I have 3 different areas (1,2,3) and I already know, that I need to further analyse area 2 and 3 (because those are the two biggest).

Now I want to find the index of the pixels which are


  1. topmost leftmost of the regions - marked below as (n)

  2. lowermost rightmost of the regions - marked below with [n]



same matrix as above:

1 1 1 0 0 0 0 0 0 0
1 1 1 0 0 0 0 0 0 0
1 1 1 0 0 0 0 (2) 2 0
0 0 0 0 0 0 0 2 2 0
0 (3) 3 3 3 0 0 2 2 0
0 3 3 3 3 0 0 2 2 0
0 3 3 3 3 0 0 2 2 0
0 3 3 3 3 0 0 2 [2] 0
0 3 3 3 [3] 0 0 0 0 0
0 0 0 0 0 0 0 0 0 0


How is the fastest way to do that?

Problem 1:
I'm struggling with the syntax for those matrix conditionals.
For example, I try:

mask2 = mask[label_im == 2]


It should get a binary mask again, but with only the cells set on which the original mask has a 2.
I'm not exactly sure what the result of the above generates. And I'm therefor not able to process it further.

Problem 2:
After that I will have to do something like finding the the indices of Row/Column where the topmost leftmost pixel is set.
Same to lowermost point.

For example for region 2, the results should be: (like the matrix above)

point1-X = 7
point1-Y = 2
point2-X = 8
point2-Y = 7


where X stands for column, and Y for row (starting at index 0)

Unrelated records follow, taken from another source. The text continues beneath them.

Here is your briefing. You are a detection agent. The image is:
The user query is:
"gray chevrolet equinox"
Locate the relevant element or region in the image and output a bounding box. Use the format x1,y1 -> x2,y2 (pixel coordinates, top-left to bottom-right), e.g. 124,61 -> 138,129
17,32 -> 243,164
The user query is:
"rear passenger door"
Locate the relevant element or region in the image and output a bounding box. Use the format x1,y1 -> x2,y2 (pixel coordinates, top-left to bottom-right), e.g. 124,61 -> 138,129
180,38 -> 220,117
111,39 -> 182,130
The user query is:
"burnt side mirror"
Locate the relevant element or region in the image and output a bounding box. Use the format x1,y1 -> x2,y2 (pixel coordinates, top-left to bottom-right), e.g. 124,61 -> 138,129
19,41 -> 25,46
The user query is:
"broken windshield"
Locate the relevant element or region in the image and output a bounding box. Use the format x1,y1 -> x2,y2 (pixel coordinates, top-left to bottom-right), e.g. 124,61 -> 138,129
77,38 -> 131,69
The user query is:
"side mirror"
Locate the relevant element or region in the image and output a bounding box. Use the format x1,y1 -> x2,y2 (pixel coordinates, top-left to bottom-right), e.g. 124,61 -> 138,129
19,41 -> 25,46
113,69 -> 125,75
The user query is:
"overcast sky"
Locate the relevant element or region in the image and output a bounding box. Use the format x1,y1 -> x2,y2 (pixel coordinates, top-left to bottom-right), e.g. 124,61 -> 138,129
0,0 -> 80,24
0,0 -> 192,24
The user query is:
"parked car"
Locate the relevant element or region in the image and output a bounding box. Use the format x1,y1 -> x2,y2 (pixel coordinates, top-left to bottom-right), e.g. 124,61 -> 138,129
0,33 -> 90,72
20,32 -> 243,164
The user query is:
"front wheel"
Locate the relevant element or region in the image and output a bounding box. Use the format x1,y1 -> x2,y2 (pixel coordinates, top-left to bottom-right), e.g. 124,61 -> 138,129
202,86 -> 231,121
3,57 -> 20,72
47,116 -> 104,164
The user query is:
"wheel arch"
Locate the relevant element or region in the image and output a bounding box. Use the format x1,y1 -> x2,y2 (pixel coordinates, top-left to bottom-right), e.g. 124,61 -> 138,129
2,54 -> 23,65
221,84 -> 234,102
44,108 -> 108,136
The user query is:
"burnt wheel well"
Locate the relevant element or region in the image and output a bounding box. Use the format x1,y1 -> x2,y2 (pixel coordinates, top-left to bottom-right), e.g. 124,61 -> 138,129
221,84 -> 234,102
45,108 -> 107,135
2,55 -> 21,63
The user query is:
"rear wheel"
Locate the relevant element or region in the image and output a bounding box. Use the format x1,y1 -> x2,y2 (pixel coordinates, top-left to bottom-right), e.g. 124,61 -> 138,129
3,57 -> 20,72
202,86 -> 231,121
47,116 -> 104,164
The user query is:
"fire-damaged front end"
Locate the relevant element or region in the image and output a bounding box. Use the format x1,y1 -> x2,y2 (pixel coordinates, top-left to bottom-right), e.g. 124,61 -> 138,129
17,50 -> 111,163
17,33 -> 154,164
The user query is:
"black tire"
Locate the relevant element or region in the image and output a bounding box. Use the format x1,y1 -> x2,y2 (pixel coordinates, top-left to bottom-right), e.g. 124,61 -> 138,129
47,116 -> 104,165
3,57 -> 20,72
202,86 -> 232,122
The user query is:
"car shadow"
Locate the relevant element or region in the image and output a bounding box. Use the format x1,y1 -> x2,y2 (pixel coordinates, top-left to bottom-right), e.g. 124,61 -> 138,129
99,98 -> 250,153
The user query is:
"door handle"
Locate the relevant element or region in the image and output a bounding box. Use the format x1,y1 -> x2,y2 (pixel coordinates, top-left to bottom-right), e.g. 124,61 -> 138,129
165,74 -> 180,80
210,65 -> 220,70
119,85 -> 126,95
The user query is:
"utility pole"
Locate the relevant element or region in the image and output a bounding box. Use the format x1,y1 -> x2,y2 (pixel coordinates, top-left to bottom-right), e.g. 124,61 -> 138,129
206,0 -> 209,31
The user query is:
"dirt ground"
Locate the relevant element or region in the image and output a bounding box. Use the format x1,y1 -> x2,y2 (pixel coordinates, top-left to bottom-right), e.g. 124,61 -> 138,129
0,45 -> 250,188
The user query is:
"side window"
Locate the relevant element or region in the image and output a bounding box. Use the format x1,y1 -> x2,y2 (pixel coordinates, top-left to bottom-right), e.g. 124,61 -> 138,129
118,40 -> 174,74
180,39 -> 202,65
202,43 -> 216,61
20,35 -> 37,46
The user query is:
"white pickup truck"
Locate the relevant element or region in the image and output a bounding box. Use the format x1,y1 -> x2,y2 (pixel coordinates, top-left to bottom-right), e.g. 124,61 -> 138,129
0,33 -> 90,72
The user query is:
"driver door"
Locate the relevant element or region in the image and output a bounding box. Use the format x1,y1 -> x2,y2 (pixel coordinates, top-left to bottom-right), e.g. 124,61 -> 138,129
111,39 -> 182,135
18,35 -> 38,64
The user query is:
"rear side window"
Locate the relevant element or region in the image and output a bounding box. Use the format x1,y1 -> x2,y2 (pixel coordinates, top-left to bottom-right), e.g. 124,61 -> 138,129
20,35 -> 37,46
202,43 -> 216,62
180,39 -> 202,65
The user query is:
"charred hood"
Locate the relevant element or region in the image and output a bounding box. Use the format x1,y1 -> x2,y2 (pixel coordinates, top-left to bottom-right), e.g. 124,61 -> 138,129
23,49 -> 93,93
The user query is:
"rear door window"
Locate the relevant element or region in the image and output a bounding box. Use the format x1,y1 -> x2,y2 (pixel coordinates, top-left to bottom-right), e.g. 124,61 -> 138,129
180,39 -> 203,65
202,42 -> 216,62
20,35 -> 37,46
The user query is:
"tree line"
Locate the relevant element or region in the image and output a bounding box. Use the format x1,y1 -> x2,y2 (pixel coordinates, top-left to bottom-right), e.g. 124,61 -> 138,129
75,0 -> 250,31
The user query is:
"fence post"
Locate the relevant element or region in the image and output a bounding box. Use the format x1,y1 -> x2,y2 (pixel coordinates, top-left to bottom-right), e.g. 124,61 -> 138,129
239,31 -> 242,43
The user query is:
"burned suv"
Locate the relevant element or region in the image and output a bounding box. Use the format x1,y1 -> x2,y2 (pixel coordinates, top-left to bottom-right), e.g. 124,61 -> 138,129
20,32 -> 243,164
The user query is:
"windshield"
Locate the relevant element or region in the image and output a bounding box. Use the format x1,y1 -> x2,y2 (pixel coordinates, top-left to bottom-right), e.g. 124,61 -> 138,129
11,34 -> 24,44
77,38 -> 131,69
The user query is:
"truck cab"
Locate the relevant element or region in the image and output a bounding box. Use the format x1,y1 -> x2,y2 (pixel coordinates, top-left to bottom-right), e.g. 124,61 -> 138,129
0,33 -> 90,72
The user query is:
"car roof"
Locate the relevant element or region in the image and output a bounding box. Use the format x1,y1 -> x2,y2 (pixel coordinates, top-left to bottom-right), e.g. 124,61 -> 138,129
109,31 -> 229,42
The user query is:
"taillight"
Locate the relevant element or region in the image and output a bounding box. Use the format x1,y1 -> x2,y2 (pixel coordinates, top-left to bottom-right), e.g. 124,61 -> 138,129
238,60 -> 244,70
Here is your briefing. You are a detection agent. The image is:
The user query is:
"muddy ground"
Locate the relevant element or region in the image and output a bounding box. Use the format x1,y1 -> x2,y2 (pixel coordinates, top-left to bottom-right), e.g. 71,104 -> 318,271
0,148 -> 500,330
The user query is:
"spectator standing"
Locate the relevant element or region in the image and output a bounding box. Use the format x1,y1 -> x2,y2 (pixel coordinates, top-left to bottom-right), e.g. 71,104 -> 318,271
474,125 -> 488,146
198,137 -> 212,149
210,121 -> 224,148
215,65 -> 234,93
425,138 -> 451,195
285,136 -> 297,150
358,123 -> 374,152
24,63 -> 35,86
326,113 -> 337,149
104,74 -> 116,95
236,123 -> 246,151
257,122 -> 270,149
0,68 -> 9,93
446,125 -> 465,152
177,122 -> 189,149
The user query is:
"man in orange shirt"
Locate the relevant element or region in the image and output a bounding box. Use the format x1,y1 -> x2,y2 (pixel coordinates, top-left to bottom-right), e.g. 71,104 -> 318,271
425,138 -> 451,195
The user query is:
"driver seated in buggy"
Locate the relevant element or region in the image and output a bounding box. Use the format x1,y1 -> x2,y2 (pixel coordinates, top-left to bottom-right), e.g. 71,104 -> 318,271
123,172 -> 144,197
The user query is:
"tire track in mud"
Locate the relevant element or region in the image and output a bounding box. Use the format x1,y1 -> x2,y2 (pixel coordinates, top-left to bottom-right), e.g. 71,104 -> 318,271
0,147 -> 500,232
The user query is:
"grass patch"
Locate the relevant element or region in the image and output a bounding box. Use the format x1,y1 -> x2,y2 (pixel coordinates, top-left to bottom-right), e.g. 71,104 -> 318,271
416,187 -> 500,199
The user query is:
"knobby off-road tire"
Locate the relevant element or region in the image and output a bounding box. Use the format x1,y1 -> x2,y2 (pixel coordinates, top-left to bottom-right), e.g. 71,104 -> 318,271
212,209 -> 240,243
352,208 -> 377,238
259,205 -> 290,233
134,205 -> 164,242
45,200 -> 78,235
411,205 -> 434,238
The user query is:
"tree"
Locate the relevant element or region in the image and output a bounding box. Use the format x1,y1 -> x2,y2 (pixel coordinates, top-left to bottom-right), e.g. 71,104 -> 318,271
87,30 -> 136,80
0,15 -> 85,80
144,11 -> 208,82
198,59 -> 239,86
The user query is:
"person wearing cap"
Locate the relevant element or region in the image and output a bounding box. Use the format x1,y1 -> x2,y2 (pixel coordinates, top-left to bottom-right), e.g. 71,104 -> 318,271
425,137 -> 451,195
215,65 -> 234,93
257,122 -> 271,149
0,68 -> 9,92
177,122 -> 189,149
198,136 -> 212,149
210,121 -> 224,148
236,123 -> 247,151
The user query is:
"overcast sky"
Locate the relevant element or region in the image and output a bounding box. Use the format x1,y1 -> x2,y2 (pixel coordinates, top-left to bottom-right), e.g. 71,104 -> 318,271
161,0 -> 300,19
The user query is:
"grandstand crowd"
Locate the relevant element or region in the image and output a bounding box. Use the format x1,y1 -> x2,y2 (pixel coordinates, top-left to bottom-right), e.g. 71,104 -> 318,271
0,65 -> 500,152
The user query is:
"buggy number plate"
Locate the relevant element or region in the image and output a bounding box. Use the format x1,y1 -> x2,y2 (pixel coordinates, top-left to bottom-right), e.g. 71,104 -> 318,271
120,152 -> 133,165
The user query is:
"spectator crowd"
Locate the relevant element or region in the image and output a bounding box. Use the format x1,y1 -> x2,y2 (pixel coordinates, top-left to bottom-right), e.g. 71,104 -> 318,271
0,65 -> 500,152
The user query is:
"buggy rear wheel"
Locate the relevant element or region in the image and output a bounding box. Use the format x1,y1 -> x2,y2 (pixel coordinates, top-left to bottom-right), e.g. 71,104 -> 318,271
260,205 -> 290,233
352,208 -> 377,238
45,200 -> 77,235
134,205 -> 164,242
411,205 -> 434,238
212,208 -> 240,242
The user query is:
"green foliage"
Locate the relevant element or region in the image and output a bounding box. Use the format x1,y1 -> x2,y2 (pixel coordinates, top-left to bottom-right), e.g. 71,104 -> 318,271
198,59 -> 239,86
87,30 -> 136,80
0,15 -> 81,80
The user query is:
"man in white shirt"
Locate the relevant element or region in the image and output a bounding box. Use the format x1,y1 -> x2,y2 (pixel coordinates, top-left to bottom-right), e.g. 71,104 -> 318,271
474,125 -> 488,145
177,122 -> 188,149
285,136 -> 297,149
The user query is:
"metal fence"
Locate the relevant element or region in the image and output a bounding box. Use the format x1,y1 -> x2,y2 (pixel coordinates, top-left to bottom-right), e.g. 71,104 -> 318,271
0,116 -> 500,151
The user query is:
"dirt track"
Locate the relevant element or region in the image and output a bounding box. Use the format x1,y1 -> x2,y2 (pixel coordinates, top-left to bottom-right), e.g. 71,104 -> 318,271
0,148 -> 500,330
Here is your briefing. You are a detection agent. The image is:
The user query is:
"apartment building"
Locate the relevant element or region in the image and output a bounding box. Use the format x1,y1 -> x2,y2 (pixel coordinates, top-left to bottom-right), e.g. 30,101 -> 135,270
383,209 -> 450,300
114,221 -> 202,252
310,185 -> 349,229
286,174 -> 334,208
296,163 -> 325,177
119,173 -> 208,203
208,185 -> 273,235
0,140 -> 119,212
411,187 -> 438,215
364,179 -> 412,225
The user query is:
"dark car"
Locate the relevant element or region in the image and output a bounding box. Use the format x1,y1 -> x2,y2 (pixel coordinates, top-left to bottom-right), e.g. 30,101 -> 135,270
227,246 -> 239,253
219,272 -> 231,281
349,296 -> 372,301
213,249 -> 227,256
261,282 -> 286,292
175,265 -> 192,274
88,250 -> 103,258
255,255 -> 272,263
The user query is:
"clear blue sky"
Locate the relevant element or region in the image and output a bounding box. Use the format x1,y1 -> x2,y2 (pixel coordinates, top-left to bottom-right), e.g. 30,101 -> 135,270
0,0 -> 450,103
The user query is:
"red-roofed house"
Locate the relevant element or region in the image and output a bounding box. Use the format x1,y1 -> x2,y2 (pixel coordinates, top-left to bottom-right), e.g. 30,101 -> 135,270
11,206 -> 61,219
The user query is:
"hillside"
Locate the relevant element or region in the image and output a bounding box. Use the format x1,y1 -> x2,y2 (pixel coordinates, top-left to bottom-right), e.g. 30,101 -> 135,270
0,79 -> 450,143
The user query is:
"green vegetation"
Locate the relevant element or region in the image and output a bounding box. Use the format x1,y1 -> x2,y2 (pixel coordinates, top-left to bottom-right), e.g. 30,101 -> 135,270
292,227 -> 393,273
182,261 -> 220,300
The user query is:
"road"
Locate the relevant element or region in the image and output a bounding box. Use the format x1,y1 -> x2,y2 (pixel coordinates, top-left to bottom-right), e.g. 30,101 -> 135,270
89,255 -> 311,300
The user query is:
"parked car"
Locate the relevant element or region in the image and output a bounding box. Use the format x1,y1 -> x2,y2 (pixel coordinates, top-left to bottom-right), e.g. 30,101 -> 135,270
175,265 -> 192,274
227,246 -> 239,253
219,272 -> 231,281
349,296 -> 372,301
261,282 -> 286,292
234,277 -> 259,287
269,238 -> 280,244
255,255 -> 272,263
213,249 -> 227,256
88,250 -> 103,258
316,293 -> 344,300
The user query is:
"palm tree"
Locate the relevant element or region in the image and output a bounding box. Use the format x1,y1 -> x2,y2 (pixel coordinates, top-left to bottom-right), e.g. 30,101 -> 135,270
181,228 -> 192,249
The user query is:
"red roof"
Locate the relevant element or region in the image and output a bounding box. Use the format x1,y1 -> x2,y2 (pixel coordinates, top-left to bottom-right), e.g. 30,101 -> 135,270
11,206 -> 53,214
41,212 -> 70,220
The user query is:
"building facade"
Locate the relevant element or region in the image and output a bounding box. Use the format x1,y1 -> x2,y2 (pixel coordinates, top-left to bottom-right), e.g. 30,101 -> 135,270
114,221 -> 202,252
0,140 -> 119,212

Or is there a better way to solve a problem like that with the combination of python/opencv2/numpy/scipy?

Answer

NumPy based solution

On a flattened version of the input image array, the topmost leftmost places would be the first ones, whereas lowermost rightmost would be the last ones. So, one trick would be to get the flattened indices of those two regions with np.nonzero and simply look for min and max indices to get those expected outputs respectively. Finally, we would use np.unravel_index to retrieve back row, col indices corresponding to original 2D format.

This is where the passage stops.